Wrong. You walk a fine line when talking shots at Bud Selig at ESPN – a year ago, ESPN’s Scott Van Pelt was suspended for ripping Selig. (It was apparently deemed “personal” by the powers that be at ESPN.)

Pascarelli’s comments must have gotten back to Selig quickly because a day later, he appeared in a special podcast just to apologize.

“I wanted to clean up something I said on Thursday, which was not said in the right way, for which I apologize concerning the commissioner of baseball, Bud Selig … I made a throwaway line about the stateue that is being put up in his honor at Miller Park in Milwaukee … you know how I am – I’m not exactly the glibest person at times, sometimes my sense of humor is clumsy, and this was as clumsy as it gets. And for that, I really apologize both to Bud Selig and everybody at ESPN … to have something like this happen is not good on my part. It is completely my fault, no one else is responsible for it.”

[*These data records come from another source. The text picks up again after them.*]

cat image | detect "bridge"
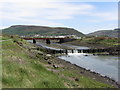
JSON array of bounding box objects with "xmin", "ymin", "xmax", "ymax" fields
[
  {"xmin": 22, "ymin": 37, "xmax": 119, "ymax": 55},
  {"xmin": 23, "ymin": 37, "xmax": 75, "ymax": 44}
]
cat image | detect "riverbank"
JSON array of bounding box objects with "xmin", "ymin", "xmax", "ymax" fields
[
  {"xmin": 2, "ymin": 35, "xmax": 119, "ymax": 88},
  {"xmin": 62, "ymin": 38, "xmax": 119, "ymax": 55},
  {"xmin": 64, "ymin": 40, "xmax": 107, "ymax": 48},
  {"xmin": 53, "ymin": 57, "xmax": 120, "ymax": 88},
  {"xmin": 29, "ymin": 49, "xmax": 120, "ymax": 88},
  {"xmin": 27, "ymin": 38, "xmax": 119, "ymax": 88},
  {"xmin": 34, "ymin": 50, "xmax": 120, "ymax": 88},
  {"xmin": 63, "ymin": 36, "xmax": 119, "ymax": 49},
  {"xmin": 29, "ymin": 41, "xmax": 120, "ymax": 88}
]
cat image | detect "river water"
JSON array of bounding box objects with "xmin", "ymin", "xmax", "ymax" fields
[
  {"xmin": 58, "ymin": 46, "xmax": 119, "ymax": 83},
  {"xmin": 27, "ymin": 40, "xmax": 119, "ymax": 83}
]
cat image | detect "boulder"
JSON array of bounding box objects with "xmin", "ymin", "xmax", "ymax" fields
[
  {"xmin": 53, "ymin": 64, "xmax": 58, "ymax": 69},
  {"xmin": 46, "ymin": 54, "xmax": 52, "ymax": 57},
  {"xmin": 48, "ymin": 62, "xmax": 51, "ymax": 64},
  {"xmin": 75, "ymin": 78, "xmax": 79, "ymax": 81}
]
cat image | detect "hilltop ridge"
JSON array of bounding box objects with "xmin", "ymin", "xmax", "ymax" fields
[
  {"xmin": 2, "ymin": 25, "xmax": 85, "ymax": 37},
  {"xmin": 87, "ymin": 29, "xmax": 119, "ymax": 38}
]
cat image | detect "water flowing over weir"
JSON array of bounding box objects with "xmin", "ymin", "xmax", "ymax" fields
[{"xmin": 27, "ymin": 40, "xmax": 119, "ymax": 84}]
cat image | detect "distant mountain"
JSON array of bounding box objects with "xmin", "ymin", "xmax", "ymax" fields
[
  {"xmin": 2, "ymin": 25, "xmax": 85, "ymax": 37},
  {"xmin": 87, "ymin": 29, "xmax": 120, "ymax": 38}
]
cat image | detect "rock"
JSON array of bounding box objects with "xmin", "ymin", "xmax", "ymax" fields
[
  {"xmin": 84, "ymin": 54, "xmax": 88, "ymax": 56},
  {"xmin": 48, "ymin": 62, "xmax": 51, "ymax": 64},
  {"xmin": 46, "ymin": 54, "xmax": 52, "ymax": 57},
  {"xmin": 80, "ymin": 71, "xmax": 83, "ymax": 74},
  {"xmin": 44, "ymin": 57, "xmax": 48, "ymax": 60},
  {"xmin": 72, "ymin": 84, "xmax": 76, "ymax": 86},
  {"xmin": 38, "ymin": 52, "xmax": 44, "ymax": 55},
  {"xmin": 53, "ymin": 64, "xmax": 58, "ymax": 69},
  {"xmin": 75, "ymin": 78, "xmax": 79, "ymax": 81}
]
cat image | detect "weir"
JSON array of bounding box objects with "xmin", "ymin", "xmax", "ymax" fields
[{"xmin": 45, "ymin": 48, "xmax": 117, "ymax": 55}]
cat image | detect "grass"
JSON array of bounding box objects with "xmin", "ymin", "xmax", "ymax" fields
[
  {"xmin": 2, "ymin": 35, "xmax": 114, "ymax": 88},
  {"xmin": 78, "ymin": 76, "xmax": 110, "ymax": 88},
  {"xmin": 67, "ymin": 36, "xmax": 119, "ymax": 48},
  {"xmin": 2, "ymin": 37, "xmax": 65, "ymax": 88},
  {"xmin": 60, "ymin": 70, "xmax": 113, "ymax": 88},
  {"xmin": 81, "ymin": 36, "xmax": 119, "ymax": 47}
]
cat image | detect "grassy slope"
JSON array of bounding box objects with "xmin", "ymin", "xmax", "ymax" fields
[
  {"xmin": 2, "ymin": 37, "xmax": 65, "ymax": 88},
  {"xmin": 2, "ymin": 35, "xmax": 113, "ymax": 88}
]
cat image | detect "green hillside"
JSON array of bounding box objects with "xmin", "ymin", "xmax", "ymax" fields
[
  {"xmin": 2, "ymin": 25, "xmax": 85, "ymax": 37},
  {"xmin": 2, "ymin": 36, "xmax": 65, "ymax": 88},
  {"xmin": 87, "ymin": 29, "xmax": 119, "ymax": 38}
]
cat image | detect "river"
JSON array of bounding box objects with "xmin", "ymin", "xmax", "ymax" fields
[
  {"xmin": 58, "ymin": 44, "xmax": 119, "ymax": 83},
  {"xmin": 28, "ymin": 40, "xmax": 119, "ymax": 83},
  {"xmin": 59, "ymin": 53, "xmax": 119, "ymax": 83}
]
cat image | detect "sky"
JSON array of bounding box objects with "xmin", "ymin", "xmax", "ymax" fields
[{"xmin": 0, "ymin": 0, "xmax": 118, "ymax": 34}]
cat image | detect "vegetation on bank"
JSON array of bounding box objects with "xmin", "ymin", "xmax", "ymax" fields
[
  {"xmin": 2, "ymin": 35, "xmax": 114, "ymax": 88},
  {"xmin": 66, "ymin": 36, "xmax": 119, "ymax": 48},
  {"xmin": 83, "ymin": 36, "xmax": 119, "ymax": 46}
]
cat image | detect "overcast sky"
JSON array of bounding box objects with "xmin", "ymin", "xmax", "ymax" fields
[{"xmin": 0, "ymin": 0, "xmax": 118, "ymax": 34}]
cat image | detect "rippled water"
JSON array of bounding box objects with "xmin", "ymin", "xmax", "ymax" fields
[{"xmin": 59, "ymin": 53, "xmax": 119, "ymax": 82}]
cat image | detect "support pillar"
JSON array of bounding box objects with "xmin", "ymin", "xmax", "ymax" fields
[
  {"xmin": 46, "ymin": 39, "xmax": 51, "ymax": 44},
  {"xmin": 33, "ymin": 39, "xmax": 36, "ymax": 44}
]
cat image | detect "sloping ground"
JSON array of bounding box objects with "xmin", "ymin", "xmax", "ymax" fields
[
  {"xmin": 2, "ymin": 37, "xmax": 65, "ymax": 88},
  {"xmin": 2, "ymin": 25, "xmax": 85, "ymax": 37},
  {"xmin": 87, "ymin": 29, "xmax": 119, "ymax": 38},
  {"xmin": 2, "ymin": 35, "xmax": 113, "ymax": 88}
]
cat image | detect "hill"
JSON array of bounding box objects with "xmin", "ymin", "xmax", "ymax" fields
[
  {"xmin": 2, "ymin": 25, "xmax": 85, "ymax": 37},
  {"xmin": 87, "ymin": 29, "xmax": 119, "ymax": 38}
]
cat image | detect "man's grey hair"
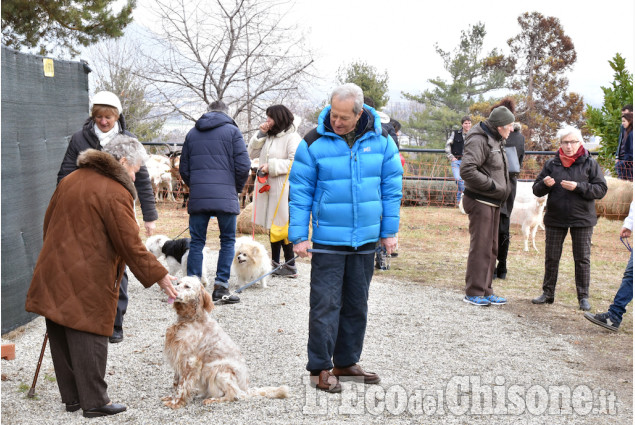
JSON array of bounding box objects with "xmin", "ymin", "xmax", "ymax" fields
[
  {"xmin": 103, "ymin": 134, "xmax": 149, "ymax": 165},
  {"xmin": 208, "ymin": 100, "xmax": 229, "ymax": 113},
  {"xmin": 331, "ymin": 83, "xmax": 364, "ymax": 115},
  {"xmin": 556, "ymin": 125, "xmax": 584, "ymax": 144}
]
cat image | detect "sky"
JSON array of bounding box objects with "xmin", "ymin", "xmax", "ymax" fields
[{"xmin": 130, "ymin": 0, "xmax": 634, "ymax": 109}]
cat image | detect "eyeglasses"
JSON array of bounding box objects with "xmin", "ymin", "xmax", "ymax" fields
[{"xmin": 560, "ymin": 140, "xmax": 580, "ymax": 146}]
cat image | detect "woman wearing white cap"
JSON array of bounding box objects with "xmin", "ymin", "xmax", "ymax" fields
[{"xmin": 56, "ymin": 91, "xmax": 158, "ymax": 344}]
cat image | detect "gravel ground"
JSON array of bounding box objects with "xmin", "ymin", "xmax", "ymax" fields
[{"xmin": 1, "ymin": 253, "xmax": 631, "ymax": 425}]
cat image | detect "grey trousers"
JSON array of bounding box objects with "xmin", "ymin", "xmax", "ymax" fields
[
  {"xmin": 45, "ymin": 319, "xmax": 110, "ymax": 410},
  {"xmin": 464, "ymin": 195, "xmax": 500, "ymax": 297}
]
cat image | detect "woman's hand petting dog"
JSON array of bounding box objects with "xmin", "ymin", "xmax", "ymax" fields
[{"xmin": 157, "ymin": 274, "xmax": 178, "ymax": 299}]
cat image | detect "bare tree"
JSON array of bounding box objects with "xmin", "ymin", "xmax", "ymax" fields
[
  {"xmin": 138, "ymin": 0, "xmax": 315, "ymax": 139},
  {"xmin": 85, "ymin": 35, "xmax": 167, "ymax": 142}
]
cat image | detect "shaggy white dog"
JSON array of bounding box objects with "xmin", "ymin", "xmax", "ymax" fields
[
  {"xmin": 162, "ymin": 276, "xmax": 288, "ymax": 408},
  {"xmin": 145, "ymin": 234, "xmax": 213, "ymax": 286},
  {"xmin": 232, "ymin": 236, "xmax": 271, "ymax": 289}
]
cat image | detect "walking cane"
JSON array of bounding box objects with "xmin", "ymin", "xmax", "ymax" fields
[{"xmin": 27, "ymin": 332, "xmax": 48, "ymax": 398}]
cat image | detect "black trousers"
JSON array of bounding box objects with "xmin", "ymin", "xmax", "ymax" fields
[
  {"xmin": 270, "ymin": 239, "xmax": 295, "ymax": 266},
  {"xmin": 113, "ymin": 271, "xmax": 128, "ymax": 329},
  {"xmin": 45, "ymin": 319, "xmax": 110, "ymax": 410}
]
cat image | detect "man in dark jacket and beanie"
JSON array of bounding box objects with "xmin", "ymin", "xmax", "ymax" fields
[
  {"xmin": 180, "ymin": 100, "xmax": 251, "ymax": 303},
  {"xmin": 57, "ymin": 91, "xmax": 158, "ymax": 343},
  {"xmin": 460, "ymin": 104, "xmax": 514, "ymax": 306}
]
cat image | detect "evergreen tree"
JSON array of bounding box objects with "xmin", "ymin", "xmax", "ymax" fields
[
  {"xmin": 585, "ymin": 54, "xmax": 634, "ymax": 170},
  {"xmin": 337, "ymin": 61, "xmax": 390, "ymax": 109},
  {"xmin": 1, "ymin": 0, "xmax": 135, "ymax": 57},
  {"xmin": 402, "ymin": 22, "xmax": 507, "ymax": 145}
]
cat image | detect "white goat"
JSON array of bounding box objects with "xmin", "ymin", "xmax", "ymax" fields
[
  {"xmin": 147, "ymin": 154, "xmax": 175, "ymax": 202},
  {"xmin": 510, "ymin": 195, "xmax": 547, "ymax": 252}
]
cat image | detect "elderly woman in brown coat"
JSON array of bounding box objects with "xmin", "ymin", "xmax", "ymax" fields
[
  {"xmin": 248, "ymin": 105, "xmax": 301, "ymax": 277},
  {"xmin": 25, "ymin": 135, "xmax": 177, "ymax": 418}
]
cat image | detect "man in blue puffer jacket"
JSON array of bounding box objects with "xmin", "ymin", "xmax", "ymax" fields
[
  {"xmin": 180, "ymin": 100, "xmax": 251, "ymax": 303},
  {"xmin": 290, "ymin": 83, "xmax": 403, "ymax": 392}
]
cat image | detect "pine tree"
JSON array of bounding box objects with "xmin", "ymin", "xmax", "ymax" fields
[
  {"xmin": 1, "ymin": 0, "xmax": 135, "ymax": 57},
  {"xmin": 338, "ymin": 61, "xmax": 390, "ymax": 109},
  {"xmin": 402, "ymin": 23, "xmax": 507, "ymax": 146},
  {"xmin": 585, "ymin": 54, "xmax": 634, "ymax": 170}
]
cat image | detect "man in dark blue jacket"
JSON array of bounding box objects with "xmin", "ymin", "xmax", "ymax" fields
[{"xmin": 180, "ymin": 100, "xmax": 251, "ymax": 303}]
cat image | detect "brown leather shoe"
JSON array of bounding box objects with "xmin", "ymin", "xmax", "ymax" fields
[
  {"xmin": 309, "ymin": 370, "xmax": 342, "ymax": 393},
  {"xmin": 332, "ymin": 364, "xmax": 381, "ymax": 384}
]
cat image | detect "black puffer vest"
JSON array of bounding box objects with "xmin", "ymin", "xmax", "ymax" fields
[{"xmin": 451, "ymin": 131, "xmax": 465, "ymax": 159}]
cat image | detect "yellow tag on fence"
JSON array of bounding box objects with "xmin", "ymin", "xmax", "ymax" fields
[{"xmin": 43, "ymin": 58, "xmax": 54, "ymax": 77}]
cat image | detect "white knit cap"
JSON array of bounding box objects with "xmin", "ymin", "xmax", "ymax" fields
[{"xmin": 92, "ymin": 91, "xmax": 123, "ymax": 114}]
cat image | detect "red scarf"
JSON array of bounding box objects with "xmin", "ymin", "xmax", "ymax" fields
[{"xmin": 558, "ymin": 145, "xmax": 585, "ymax": 168}]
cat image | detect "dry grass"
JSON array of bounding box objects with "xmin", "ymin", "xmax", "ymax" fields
[{"xmin": 394, "ymin": 206, "xmax": 629, "ymax": 315}]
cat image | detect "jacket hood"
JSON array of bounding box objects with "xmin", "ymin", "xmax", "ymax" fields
[
  {"xmin": 274, "ymin": 116, "xmax": 302, "ymax": 138},
  {"xmin": 317, "ymin": 105, "xmax": 382, "ymax": 139},
  {"xmin": 77, "ymin": 149, "xmax": 137, "ymax": 199},
  {"xmin": 195, "ymin": 111, "xmax": 238, "ymax": 131},
  {"xmin": 480, "ymin": 120, "xmax": 503, "ymax": 141}
]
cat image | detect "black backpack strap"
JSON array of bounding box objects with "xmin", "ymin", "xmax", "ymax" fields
[{"xmin": 304, "ymin": 128, "xmax": 321, "ymax": 147}]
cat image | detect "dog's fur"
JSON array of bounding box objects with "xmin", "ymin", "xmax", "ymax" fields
[
  {"xmin": 239, "ymin": 158, "xmax": 259, "ymax": 208},
  {"xmin": 162, "ymin": 276, "xmax": 289, "ymax": 408},
  {"xmin": 232, "ymin": 236, "xmax": 271, "ymax": 289},
  {"xmin": 145, "ymin": 235, "xmax": 212, "ymax": 286}
]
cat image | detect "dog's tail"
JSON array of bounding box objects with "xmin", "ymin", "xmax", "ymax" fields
[{"xmin": 248, "ymin": 385, "xmax": 289, "ymax": 399}]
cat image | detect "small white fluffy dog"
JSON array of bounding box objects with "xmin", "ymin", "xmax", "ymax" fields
[
  {"xmin": 145, "ymin": 234, "xmax": 212, "ymax": 286},
  {"xmin": 162, "ymin": 276, "xmax": 288, "ymax": 408},
  {"xmin": 232, "ymin": 236, "xmax": 271, "ymax": 289}
]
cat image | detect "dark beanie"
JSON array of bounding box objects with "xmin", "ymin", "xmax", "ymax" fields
[{"xmin": 488, "ymin": 106, "xmax": 515, "ymax": 127}]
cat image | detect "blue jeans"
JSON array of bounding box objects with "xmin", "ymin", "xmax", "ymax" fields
[
  {"xmin": 608, "ymin": 252, "xmax": 633, "ymax": 325},
  {"xmin": 306, "ymin": 242, "xmax": 375, "ymax": 372},
  {"xmin": 187, "ymin": 212, "xmax": 237, "ymax": 288},
  {"xmin": 451, "ymin": 159, "xmax": 464, "ymax": 204}
]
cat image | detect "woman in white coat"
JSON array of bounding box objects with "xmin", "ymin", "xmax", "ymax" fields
[{"xmin": 248, "ymin": 105, "xmax": 301, "ymax": 277}]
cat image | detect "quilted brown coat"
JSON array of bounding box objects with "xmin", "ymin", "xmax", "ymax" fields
[{"xmin": 25, "ymin": 149, "xmax": 168, "ymax": 336}]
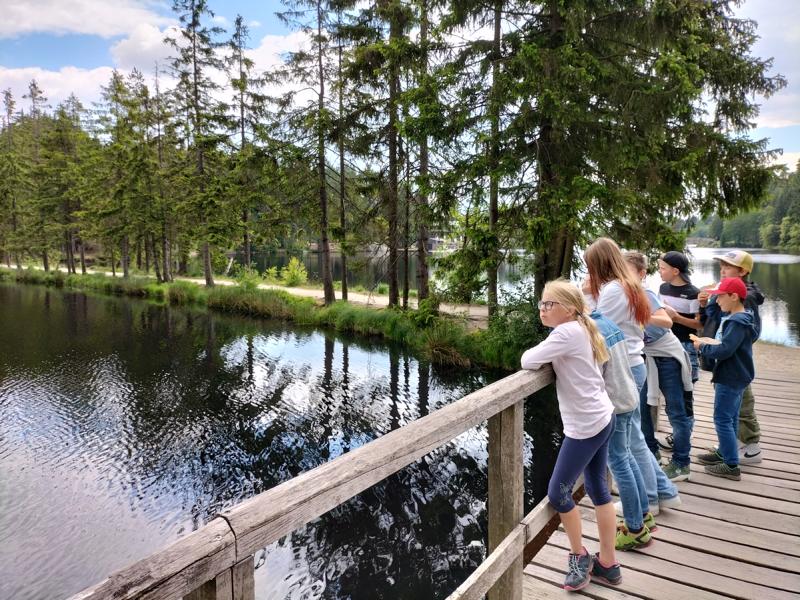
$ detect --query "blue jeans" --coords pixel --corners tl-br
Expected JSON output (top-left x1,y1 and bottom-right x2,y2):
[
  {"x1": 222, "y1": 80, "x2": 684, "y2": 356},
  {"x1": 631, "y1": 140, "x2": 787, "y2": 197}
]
[
  {"x1": 640, "y1": 357, "x2": 694, "y2": 468},
  {"x1": 714, "y1": 383, "x2": 745, "y2": 466},
  {"x1": 682, "y1": 341, "x2": 699, "y2": 382},
  {"x1": 608, "y1": 410, "x2": 648, "y2": 530},
  {"x1": 630, "y1": 362, "x2": 679, "y2": 504}
]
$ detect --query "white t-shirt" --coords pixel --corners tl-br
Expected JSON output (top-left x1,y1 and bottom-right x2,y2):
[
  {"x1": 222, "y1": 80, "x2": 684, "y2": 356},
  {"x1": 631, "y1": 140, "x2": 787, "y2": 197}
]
[
  {"x1": 520, "y1": 320, "x2": 613, "y2": 439},
  {"x1": 596, "y1": 280, "x2": 645, "y2": 366}
]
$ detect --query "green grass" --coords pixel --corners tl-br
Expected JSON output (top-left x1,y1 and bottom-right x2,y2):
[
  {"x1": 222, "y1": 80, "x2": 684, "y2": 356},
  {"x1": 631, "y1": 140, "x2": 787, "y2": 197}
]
[{"x1": 0, "y1": 268, "x2": 535, "y2": 371}]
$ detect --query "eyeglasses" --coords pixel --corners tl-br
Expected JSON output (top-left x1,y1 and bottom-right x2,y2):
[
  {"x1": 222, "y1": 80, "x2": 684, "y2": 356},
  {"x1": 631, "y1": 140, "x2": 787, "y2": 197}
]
[{"x1": 537, "y1": 300, "x2": 563, "y2": 311}]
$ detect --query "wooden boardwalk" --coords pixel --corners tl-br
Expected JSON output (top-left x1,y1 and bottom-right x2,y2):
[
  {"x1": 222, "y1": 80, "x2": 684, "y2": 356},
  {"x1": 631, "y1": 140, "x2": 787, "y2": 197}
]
[{"x1": 524, "y1": 368, "x2": 800, "y2": 599}]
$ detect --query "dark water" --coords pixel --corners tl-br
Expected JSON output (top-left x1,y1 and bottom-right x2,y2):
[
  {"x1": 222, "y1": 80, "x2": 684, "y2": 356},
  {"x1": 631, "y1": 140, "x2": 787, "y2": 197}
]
[{"x1": 0, "y1": 284, "x2": 561, "y2": 600}]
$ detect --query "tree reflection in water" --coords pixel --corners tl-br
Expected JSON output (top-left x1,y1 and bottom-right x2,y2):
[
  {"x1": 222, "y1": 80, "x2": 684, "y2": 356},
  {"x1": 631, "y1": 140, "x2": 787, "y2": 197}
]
[{"x1": 0, "y1": 284, "x2": 561, "y2": 600}]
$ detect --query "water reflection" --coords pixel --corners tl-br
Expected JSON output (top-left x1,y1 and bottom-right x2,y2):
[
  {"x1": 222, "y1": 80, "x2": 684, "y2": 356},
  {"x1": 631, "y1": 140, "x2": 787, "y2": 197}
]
[{"x1": 0, "y1": 284, "x2": 560, "y2": 600}]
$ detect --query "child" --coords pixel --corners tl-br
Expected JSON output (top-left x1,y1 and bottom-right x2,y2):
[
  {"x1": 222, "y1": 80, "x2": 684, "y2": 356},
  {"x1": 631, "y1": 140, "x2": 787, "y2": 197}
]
[
  {"x1": 590, "y1": 309, "x2": 654, "y2": 551},
  {"x1": 521, "y1": 280, "x2": 620, "y2": 591},
  {"x1": 699, "y1": 250, "x2": 765, "y2": 464},
  {"x1": 583, "y1": 238, "x2": 681, "y2": 517},
  {"x1": 658, "y1": 251, "x2": 701, "y2": 383},
  {"x1": 625, "y1": 252, "x2": 694, "y2": 483},
  {"x1": 693, "y1": 277, "x2": 758, "y2": 480}
]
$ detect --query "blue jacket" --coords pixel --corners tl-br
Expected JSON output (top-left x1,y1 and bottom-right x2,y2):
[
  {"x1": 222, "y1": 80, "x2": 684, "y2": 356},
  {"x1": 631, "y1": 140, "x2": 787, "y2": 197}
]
[{"x1": 700, "y1": 311, "x2": 757, "y2": 387}]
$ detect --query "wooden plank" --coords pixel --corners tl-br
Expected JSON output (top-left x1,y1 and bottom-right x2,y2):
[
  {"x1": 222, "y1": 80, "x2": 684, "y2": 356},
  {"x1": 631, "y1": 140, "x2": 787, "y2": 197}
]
[
  {"x1": 677, "y1": 469, "x2": 800, "y2": 502},
  {"x1": 448, "y1": 524, "x2": 526, "y2": 600},
  {"x1": 68, "y1": 518, "x2": 236, "y2": 600},
  {"x1": 571, "y1": 518, "x2": 800, "y2": 593},
  {"x1": 661, "y1": 492, "x2": 800, "y2": 531},
  {"x1": 676, "y1": 480, "x2": 800, "y2": 515},
  {"x1": 223, "y1": 368, "x2": 554, "y2": 558},
  {"x1": 529, "y1": 543, "x2": 724, "y2": 600},
  {"x1": 548, "y1": 531, "x2": 799, "y2": 599},
  {"x1": 487, "y1": 399, "x2": 524, "y2": 600},
  {"x1": 231, "y1": 557, "x2": 255, "y2": 600},
  {"x1": 523, "y1": 563, "x2": 645, "y2": 599},
  {"x1": 577, "y1": 505, "x2": 799, "y2": 573}
]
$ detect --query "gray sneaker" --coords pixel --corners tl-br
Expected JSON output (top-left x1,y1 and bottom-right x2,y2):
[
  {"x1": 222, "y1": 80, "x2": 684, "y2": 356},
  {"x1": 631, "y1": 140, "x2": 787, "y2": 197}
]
[
  {"x1": 590, "y1": 552, "x2": 622, "y2": 585},
  {"x1": 697, "y1": 449, "x2": 723, "y2": 465},
  {"x1": 705, "y1": 462, "x2": 741, "y2": 481},
  {"x1": 564, "y1": 548, "x2": 592, "y2": 591},
  {"x1": 663, "y1": 461, "x2": 691, "y2": 482}
]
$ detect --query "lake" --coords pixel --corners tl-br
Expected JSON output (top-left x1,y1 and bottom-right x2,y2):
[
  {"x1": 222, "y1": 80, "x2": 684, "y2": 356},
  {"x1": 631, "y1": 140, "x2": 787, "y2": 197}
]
[{"x1": 0, "y1": 284, "x2": 560, "y2": 600}]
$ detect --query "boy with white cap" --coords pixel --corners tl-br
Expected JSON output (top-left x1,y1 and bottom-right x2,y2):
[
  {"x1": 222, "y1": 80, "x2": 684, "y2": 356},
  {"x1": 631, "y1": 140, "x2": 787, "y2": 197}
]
[{"x1": 698, "y1": 250, "x2": 765, "y2": 464}]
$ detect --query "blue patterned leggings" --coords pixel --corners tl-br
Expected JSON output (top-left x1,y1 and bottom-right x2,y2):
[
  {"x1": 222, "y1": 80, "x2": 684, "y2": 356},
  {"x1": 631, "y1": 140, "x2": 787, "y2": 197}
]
[{"x1": 548, "y1": 416, "x2": 615, "y2": 513}]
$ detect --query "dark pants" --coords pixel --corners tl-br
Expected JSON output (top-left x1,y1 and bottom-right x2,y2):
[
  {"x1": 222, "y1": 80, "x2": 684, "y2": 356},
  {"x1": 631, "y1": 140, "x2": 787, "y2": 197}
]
[{"x1": 548, "y1": 416, "x2": 615, "y2": 513}]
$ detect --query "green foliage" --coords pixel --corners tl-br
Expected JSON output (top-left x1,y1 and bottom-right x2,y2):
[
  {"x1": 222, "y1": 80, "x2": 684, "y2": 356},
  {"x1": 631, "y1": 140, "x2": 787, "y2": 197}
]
[
  {"x1": 410, "y1": 296, "x2": 439, "y2": 328},
  {"x1": 166, "y1": 280, "x2": 207, "y2": 305},
  {"x1": 233, "y1": 265, "x2": 262, "y2": 292},
  {"x1": 262, "y1": 266, "x2": 280, "y2": 284},
  {"x1": 375, "y1": 282, "x2": 389, "y2": 295},
  {"x1": 280, "y1": 257, "x2": 308, "y2": 287}
]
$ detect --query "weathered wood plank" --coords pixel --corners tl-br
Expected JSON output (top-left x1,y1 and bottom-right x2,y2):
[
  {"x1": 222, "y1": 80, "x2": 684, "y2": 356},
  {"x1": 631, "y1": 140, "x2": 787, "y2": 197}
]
[
  {"x1": 529, "y1": 543, "x2": 724, "y2": 600},
  {"x1": 223, "y1": 368, "x2": 554, "y2": 558},
  {"x1": 676, "y1": 480, "x2": 800, "y2": 515},
  {"x1": 548, "y1": 531, "x2": 800, "y2": 599},
  {"x1": 68, "y1": 518, "x2": 236, "y2": 600},
  {"x1": 523, "y1": 563, "x2": 642, "y2": 599},
  {"x1": 487, "y1": 400, "x2": 524, "y2": 600},
  {"x1": 231, "y1": 557, "x2": 254, "y2": 600}
]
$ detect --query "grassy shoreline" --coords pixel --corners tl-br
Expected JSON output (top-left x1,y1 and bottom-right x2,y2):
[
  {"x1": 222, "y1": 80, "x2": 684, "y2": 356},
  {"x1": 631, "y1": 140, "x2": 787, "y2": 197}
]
[{"x1": 0, "y1": 268, "x2": 527, "y2": 371}]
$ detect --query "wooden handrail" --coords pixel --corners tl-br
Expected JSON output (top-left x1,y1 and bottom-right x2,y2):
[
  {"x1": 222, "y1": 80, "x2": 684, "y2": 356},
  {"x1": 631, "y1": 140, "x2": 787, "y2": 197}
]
[{"x1": 69, "y1": 366, "x2": 555, "y2": 600}]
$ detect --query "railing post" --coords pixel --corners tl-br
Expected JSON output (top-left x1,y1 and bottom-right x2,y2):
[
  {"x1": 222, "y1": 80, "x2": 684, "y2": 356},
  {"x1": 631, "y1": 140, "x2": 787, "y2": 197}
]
[
  {"x1": 232, "y1": 556, "x2": 255, "y2": 600},
  {"x1": 487, "y1": 399, "x2": 523, "y2": 600},
  {"x1": 183, "y1": 556, "x2": 254, "y2": 600}
]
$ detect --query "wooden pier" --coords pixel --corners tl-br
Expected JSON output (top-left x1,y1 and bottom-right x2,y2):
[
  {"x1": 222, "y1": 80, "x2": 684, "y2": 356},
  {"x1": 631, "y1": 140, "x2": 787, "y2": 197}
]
[
  {"x1": 525, "y1": 367, "x2": 800, "y2": 599},
  {"x1": 69, "y1": 362, "x2": 800, "y2": 600}
]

Pascarelli then offered up a history lesson on Selig (as if he were reading it from wikipedia or something), and closed with: “I dismissed [the statue] and denigrated it in a stupid and sophomorish way and for that I apologize.” He then said the podcast would “be the same” but with “a little bit of a monitor on the babble.”

The podcast returned today … with just Eric Karabell and no sign (or mention) of Pascarelli.

While ESPN had no comment on Pascarelli, a source tells us his days on the podcast are over.